Елена Мамчур
Черная коробка сцены — это то самое «пустое пространство», как понимает театр великий мастер, идеальное место для игры. Кроме семи актеров, до которых сократил исполнительский состав своей «Волшебной флейты» Питер Брук, на сцене — только стебли бамбука на подножках, легко переставляемые с места на место, чтобы намекнуть зрителям то на волшебный лес, то на стены замка, в котором томится похищенная принцесса Памина, то на шпили темного дворца Зарастро.
В такой наивной театральной простоте Моцарт предстал вдруг самим собою, без куафюра, сошел с парадного портрета и показал свою открытую ясную улыбку гения. В логике Моцарта, который «простую песенку сделал высоким жанром», Брук сократил оркестр до одного пианиста. За черным роялем на сцене Реми Атасе легко исполняет музыку великого композитора, играет не партитуру, а клавир, а актеры, которым больше не нужно конкурировать голосами с оркестром, поют чисто и просто, как дышат. Переходят с немецкого языка вокальных партий на бытовую французскую речь, свободно, без нажима — им нечего стесняться условностей, ведь мы встретились с ними в театре. И когда Царица ночи исполняет единственную в спектакле колоратуру, актриса не забывает, что это только пассаж, и деликатно и вполне гармонично включает в свою игру Моцарта, понимая, что не это главное.
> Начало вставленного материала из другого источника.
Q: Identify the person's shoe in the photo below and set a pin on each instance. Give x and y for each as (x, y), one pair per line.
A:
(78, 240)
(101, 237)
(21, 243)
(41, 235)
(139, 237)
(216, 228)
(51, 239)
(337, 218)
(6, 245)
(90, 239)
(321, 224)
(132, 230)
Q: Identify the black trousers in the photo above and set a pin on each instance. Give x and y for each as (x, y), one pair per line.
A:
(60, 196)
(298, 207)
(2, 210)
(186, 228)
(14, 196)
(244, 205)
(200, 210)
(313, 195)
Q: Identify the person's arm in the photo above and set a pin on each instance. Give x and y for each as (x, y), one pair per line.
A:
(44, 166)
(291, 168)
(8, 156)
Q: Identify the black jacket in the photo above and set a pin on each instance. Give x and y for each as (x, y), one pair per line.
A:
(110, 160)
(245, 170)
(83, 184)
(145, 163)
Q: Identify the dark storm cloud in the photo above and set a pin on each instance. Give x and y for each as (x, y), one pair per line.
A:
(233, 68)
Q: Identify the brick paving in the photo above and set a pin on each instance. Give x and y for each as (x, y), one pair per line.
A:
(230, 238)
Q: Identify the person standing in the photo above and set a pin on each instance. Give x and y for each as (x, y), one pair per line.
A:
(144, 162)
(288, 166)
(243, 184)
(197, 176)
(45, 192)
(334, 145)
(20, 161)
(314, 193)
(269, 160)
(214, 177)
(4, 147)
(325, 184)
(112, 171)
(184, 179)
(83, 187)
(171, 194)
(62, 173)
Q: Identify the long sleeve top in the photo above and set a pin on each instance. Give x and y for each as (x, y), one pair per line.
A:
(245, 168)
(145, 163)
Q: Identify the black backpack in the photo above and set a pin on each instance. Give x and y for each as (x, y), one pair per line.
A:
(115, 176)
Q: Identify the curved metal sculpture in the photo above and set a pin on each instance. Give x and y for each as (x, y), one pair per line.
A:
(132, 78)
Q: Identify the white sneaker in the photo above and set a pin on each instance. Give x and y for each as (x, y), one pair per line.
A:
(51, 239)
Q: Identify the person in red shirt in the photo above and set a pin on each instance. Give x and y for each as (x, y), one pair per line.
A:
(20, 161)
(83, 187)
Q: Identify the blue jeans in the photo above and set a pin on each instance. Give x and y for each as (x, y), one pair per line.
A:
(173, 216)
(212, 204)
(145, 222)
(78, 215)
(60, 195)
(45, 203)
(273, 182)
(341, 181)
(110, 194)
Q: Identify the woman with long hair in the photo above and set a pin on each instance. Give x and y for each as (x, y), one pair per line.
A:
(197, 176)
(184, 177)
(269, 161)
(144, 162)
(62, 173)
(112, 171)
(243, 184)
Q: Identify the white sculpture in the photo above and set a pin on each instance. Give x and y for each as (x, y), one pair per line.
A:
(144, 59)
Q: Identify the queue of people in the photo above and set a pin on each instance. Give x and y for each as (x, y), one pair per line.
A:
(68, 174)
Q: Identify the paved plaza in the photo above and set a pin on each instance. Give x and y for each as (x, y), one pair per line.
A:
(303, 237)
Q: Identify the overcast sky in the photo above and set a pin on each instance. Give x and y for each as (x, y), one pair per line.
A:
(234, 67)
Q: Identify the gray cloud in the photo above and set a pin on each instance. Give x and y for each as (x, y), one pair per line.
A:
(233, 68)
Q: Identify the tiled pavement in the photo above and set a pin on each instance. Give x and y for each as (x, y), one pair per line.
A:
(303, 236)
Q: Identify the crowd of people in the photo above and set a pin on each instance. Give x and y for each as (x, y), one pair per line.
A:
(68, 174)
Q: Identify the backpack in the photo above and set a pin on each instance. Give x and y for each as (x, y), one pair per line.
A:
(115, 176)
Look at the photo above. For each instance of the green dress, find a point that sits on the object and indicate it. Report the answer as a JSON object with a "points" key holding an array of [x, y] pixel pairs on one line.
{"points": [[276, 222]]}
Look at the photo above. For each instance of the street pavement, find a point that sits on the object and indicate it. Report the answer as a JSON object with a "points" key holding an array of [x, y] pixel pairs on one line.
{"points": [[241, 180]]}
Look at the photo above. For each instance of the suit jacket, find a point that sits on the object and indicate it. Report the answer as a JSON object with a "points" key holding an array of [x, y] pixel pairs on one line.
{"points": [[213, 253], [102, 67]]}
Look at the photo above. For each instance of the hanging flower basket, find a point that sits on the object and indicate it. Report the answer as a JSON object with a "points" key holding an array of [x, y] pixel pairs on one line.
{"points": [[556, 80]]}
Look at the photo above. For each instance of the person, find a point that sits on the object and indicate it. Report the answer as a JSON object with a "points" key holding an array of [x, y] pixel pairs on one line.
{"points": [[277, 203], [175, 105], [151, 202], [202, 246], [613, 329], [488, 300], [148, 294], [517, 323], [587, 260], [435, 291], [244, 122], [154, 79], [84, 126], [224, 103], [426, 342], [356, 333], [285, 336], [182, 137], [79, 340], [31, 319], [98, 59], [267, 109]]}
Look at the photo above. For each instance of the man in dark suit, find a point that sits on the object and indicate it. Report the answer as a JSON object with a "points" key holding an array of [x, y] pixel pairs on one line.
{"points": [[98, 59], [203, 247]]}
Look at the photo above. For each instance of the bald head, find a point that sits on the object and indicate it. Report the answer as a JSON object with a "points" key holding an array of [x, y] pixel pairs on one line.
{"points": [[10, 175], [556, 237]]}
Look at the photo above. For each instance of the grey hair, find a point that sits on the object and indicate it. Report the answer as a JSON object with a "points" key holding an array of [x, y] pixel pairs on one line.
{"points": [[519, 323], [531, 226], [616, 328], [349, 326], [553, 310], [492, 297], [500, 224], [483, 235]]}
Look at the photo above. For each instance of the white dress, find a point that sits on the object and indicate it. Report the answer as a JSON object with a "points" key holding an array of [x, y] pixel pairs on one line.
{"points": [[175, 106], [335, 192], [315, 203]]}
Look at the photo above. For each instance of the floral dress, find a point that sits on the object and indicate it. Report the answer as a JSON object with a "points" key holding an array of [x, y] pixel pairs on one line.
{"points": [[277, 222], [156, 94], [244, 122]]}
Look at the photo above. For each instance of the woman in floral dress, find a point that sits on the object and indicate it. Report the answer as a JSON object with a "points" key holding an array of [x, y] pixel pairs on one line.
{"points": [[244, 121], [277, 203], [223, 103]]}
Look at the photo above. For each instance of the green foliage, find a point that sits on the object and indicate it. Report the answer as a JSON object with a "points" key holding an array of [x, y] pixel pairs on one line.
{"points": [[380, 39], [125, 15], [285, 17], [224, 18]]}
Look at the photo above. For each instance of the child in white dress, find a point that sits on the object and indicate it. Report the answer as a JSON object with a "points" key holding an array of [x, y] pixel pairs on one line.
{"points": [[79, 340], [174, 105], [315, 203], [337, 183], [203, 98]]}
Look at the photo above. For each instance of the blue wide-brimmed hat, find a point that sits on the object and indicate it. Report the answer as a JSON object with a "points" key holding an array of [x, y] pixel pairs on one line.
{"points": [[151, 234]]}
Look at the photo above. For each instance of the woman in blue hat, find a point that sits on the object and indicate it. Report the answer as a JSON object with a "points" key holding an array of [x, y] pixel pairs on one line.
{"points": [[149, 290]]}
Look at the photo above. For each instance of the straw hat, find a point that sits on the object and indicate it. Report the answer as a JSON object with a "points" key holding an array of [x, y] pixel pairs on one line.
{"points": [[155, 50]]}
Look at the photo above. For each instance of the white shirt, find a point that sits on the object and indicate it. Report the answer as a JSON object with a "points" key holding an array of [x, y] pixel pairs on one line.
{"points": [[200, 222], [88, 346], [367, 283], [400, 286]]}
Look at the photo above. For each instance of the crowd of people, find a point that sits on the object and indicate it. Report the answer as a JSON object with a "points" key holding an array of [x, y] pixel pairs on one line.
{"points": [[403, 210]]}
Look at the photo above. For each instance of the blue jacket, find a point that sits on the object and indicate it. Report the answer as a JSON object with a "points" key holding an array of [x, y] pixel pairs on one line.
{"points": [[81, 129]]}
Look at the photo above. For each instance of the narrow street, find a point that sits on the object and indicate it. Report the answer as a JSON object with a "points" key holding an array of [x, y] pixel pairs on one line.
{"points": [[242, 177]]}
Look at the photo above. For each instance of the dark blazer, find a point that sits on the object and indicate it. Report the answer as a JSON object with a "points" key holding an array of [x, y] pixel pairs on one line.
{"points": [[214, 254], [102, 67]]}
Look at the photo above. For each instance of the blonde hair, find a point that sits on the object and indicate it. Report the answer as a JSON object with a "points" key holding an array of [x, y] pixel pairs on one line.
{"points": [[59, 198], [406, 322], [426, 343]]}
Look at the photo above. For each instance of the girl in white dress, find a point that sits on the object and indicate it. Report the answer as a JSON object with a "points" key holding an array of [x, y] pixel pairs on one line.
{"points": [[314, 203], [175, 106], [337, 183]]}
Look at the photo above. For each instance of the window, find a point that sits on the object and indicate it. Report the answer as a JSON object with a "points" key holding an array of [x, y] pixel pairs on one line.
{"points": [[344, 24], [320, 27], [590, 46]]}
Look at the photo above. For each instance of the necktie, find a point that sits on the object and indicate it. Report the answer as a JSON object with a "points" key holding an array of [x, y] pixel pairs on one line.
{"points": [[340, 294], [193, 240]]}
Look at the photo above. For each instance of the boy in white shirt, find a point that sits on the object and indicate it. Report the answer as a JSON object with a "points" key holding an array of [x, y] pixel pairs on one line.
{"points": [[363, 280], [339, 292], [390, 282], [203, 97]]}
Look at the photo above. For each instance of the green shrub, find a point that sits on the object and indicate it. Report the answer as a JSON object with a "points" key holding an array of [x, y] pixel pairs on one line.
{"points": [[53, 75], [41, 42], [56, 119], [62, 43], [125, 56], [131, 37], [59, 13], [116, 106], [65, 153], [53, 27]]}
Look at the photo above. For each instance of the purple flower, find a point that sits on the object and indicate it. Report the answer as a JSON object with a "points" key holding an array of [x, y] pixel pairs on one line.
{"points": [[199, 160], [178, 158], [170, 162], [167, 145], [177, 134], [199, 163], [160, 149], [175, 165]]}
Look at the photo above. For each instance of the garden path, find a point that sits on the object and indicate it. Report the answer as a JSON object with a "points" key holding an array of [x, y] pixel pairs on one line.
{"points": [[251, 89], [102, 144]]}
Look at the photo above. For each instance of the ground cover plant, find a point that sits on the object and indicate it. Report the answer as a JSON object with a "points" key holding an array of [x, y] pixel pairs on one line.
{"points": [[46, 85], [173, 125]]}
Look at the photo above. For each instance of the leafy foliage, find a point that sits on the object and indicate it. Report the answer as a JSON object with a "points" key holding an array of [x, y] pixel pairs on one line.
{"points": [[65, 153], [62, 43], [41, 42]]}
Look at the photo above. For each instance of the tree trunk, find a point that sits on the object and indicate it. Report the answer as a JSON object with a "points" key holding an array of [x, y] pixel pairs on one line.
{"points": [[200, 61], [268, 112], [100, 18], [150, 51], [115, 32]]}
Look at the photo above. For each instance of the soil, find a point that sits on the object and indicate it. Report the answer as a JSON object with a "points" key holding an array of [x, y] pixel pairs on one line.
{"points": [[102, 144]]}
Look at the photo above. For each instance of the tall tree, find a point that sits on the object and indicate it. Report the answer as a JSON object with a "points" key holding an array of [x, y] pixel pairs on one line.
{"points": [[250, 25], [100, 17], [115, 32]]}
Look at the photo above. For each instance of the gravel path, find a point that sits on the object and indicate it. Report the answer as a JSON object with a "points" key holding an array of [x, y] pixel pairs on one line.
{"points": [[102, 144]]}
Брук не пытается рассказывать нам историю — сюжет «Волшебной флейты» вряд ли может претендовать на это звание. Мысль его, кажется, и проще, и глубже: театр, говорит режиссер, это по-прежнему то место, где можно получать удовольствие. Удовольствие от простой наивной игры, но еще и от того, что добро побеждает, что любовь случается. А что ж? Могучие бури «Лира» давно позади. Перед нами поздний Брук и мудрое понимание театра и жизни, до которых, вероятно, следовало дорасти.
Нисколько не стесняясь, с деликатностью и любовью, режиссер пользуется приемами наивного, почти детского театра. Раз актер назвался принцем, значит, нет никаких сомнений — он и есть принц. Если упал на спину — значит, повержен в бою. Красоту не нужно рисовать на портрете, ее не нужно даже играть — в нее нужно просто поверить. Тут волшебные вещицы не должны доказывать своих магических свойств, а красный широкий платок может быть просто цветом и фактурой, которым место на сцене, потому что сам по себе он театрален, сам по себе хорош.
И оказалось, что мир не так уж противоречив, если взглянуть на него с нужной дистанции опыта. В этом мире живут люди, и они разнообразны. Все они состоят из лирики (музыкальные арии) и из прелестно простых амплуа. Пара лирических влюбленных Тамино и Памина (Роже Падюле и Дима Баваб), пара их комических альтер эго Папагено и Папагена (Виржиль Франне и Бетсабе Хаас). Все они молоды, босоноги и романтичны. Еще есть обаятельные силы зла — Царица ночи (Малиа Бенди Мерад или Лейла Бенхамза), Моностатос (Алекс Мансури) и злой волшебник Зарастро (Венсан Павези), который тоже
Театральные механизмы, как показал Брук, и, правда, очень просты. Комедия — это там, где едят курицу, а раз дело происходит в опере — значит, поедать ее необязательно, достаточно сделать вид. Свойственные театру шутки тоже, оказывается, действуют безотказно. Если Папагено — комический персонаж, значит, будет рваться поговорить со зрительным залом и вешаться от отчаяния на синем бархатном галстучке, а молодой красавице Памине, раз молода и прекрасна, все как один споют, что влюблены и готовы жениться. В спектакле «Волшебная флейта» Питер Брук дошел до самого существа театра. Прошло время бояться банальностей — каким бы ни был театр — музыкальным, драматическим или постдраматическим — они есть, и они фундаментальны. Основой спектаклю послужила музыка Моцарта, но в центре мира по-прежнему человек. Хотя актеры выходят на сцену порой из зрительного зала, беседуют с первыми рядами, театр — все же не жизнь, они разные. Русские фразы — хоть и типичный гастрольный прием, но и он обретает свой смысл: это попытка быть совсем ясным, уважение к тем, кто пришел в этот вечер на театральный праздник. Позади у Брука — огромная жизнь в театре, полная изломов, трагически неразрешимых вопросов. И вдруг, на излете лет, все социальное и мировое зло уменьшилось в размерах, стало трогательным и милым, предстало в образе очаровательных Царицы ночи и Моностатоса. Все, как оказалось, может быть преодолено по-шекспировски ясной театральной условностью и моцартовской гармонией.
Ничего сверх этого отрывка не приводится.